Along the way, the agent will prompt for input and approval “when necessary,” for instance, when there’s no linked payment method. As Cloudflare notes, the agent goes from “literal zero” to full deployment.
To build momentum, the company is offering $100,000 in Cloudflare credits to startups that make use of the new capability via Stripe Atlas, which helps companies incorporate in Delaware, set up banking, and engage in fundraising.
How the agent takes action
Agents interact with Stripe and Cloudflare in three steps: discovery (the agent calls a command to query the catalog of available services); authorization (the platform validates identity and issues credentials); and payment (the platform provides a payment token that providers use to bill humans when their agents start subscriptions and make purchases).
Cloudflare emphasizes that this process builds on standards like OAuth, the OpenID Connect (OIDC) identity layer, and payment tokenization, but removes steps that would otherwise require human intervention.
During the discovery phase, agents call the Stripe Projects catalog command, then choose among available services based on human commands and preferences. However, “the user needs no prior knowledge of what services are offered by which providers, and does not need to provide any input,” Chatterjee and Irvine-Broque explained.
From there, Stripe acts as the identity provider, and credentials are securely stored and available for agents that need to make authenticated requests to Cloudflare. Stripe sets a default $100 monthly maximum that an agent can spend on any one provider. Humans can raise this limit and set up budget alerts as required.
The platform, said Cloudflare, acts as the orchestrator for signed-in users. Agents make one API call to provision a domain, storage bucket, and sandbox, then receive an authorization token.
The company argued that the new protocol standardizes what are typically “one off or bespoke” cross-product integrations.

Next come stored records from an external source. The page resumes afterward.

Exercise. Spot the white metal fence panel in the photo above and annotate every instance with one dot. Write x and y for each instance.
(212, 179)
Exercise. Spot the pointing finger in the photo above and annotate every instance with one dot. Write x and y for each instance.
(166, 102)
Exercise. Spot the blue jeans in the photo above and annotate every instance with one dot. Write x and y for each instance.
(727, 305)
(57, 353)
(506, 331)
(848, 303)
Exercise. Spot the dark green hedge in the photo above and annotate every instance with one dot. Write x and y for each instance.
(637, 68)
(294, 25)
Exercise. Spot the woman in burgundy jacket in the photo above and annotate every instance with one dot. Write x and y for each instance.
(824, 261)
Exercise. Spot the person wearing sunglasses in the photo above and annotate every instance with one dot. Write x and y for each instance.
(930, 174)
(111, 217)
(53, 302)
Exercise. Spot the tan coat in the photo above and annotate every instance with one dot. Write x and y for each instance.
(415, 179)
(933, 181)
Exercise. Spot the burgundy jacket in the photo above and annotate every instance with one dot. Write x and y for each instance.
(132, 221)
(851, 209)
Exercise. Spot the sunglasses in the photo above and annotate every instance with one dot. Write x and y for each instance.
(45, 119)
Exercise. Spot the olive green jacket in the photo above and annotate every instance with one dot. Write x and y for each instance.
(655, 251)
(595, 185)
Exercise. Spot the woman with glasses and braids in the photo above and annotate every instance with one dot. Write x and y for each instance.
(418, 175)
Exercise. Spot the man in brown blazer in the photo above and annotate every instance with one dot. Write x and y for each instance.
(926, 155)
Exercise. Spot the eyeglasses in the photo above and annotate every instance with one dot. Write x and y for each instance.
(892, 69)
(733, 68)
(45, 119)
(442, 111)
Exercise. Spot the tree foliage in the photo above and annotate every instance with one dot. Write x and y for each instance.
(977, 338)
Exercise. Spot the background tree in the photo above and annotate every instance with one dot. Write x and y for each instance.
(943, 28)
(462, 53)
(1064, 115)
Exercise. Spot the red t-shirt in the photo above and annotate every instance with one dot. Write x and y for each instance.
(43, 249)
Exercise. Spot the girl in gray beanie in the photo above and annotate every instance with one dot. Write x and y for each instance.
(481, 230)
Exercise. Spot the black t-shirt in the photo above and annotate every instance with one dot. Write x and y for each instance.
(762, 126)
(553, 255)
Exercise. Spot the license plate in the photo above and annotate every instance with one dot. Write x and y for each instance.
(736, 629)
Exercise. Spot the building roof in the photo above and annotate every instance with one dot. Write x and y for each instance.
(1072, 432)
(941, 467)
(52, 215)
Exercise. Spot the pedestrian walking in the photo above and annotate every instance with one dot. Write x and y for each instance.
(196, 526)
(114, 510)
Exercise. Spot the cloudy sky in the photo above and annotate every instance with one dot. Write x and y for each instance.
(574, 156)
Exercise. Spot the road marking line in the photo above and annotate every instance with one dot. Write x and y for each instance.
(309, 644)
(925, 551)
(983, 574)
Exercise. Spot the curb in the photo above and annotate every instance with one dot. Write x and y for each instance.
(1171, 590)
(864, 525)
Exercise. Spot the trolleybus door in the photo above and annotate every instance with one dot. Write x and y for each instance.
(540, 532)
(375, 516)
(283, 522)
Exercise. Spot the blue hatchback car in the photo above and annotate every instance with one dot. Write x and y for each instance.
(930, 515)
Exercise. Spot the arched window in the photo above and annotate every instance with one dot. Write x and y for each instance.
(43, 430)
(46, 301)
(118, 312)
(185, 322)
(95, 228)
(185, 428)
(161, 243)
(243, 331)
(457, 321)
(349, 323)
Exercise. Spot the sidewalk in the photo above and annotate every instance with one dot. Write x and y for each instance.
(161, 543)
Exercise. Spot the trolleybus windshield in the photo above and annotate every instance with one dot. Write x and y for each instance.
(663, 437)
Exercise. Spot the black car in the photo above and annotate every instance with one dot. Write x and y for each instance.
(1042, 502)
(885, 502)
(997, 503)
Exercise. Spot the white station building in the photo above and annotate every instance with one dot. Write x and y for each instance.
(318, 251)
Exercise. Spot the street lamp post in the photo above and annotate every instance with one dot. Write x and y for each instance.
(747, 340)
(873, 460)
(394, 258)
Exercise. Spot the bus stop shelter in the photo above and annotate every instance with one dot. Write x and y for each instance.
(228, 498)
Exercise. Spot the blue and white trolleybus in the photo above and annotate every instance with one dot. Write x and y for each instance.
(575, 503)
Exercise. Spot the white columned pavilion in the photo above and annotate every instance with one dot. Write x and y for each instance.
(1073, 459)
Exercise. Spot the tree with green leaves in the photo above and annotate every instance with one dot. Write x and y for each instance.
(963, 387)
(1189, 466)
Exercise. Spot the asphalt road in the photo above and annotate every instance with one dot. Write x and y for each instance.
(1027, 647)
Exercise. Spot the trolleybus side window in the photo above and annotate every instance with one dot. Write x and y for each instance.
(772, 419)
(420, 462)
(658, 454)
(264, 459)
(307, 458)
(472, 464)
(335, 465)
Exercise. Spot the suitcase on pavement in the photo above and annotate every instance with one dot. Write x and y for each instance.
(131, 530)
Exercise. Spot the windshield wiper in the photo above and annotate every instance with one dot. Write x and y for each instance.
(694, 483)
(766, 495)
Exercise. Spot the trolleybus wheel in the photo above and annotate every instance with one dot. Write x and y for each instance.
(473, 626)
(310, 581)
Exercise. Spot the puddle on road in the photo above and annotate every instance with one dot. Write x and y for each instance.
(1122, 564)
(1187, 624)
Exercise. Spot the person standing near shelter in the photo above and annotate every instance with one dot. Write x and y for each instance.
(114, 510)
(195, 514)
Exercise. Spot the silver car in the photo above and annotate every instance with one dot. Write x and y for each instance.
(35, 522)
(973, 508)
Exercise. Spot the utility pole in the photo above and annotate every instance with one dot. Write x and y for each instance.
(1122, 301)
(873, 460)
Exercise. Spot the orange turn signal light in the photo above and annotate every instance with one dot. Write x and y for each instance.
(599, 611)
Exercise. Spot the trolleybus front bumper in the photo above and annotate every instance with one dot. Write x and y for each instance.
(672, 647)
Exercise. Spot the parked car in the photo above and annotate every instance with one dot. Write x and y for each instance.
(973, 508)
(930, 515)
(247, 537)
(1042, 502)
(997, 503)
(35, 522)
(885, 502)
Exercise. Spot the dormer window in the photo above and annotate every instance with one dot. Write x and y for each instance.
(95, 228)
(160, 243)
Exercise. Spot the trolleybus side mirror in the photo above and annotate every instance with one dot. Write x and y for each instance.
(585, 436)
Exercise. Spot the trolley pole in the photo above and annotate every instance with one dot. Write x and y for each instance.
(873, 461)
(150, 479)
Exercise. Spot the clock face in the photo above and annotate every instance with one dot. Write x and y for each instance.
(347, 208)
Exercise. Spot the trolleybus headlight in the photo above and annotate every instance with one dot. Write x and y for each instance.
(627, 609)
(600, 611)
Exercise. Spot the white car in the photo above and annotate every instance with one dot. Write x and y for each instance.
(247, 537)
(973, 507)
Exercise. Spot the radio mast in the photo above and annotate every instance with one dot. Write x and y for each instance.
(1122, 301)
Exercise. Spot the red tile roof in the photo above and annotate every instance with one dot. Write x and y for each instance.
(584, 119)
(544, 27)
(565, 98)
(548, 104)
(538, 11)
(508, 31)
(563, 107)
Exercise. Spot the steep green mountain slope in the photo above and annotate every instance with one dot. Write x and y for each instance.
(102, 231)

It uses OAuth, and extends further into payments and account creation in a way that “treats agents as a first-class concern.”
Concerns around security, operations
The trend of people buying products “wherever they are” will become ever more widespread, noted Shashi Bellamkonda, a principal research director at Info-Tech Research Group.
For instance, Uber has announced an Expedia integration for hotel bookings that will make it an ‘everything app.’ Other vendors are similarly expanding their partner ecosystems, because obtaining customers via other established platforms as well as their own is more cost-efficient, and “generally results in a higher lifetime value,” said Bellamkonda.
“This is Cloudflare turning every partner with signed-in users into a sales channel, and that is how you grow revenue in a developer market,” he said.
Beauceron’s Shipley agreed that Cloudflare is the “big winner” here. “Making it faster for anyone to buy your service and get using it is technology platform Nirvana.”
It’s “super cool, bleeding edge” and in theory, for legitimate developers becomes part of the even more automated build process, he said; “Vibe coders will rejoice.” But, he noted, so will cyber crooks.
Further, Bellamkonda pointed out, from an operational perspective, this could create added complexity for each vendor’s partner network when it comes to transaction execution and accountability. If issues related to provisioning or billing transactions arise, businesses must have a clearly defined process for resolving them with all parties.
“This will require considerable upfront thought on developing these comparatively new business models,” Bellamkonda said.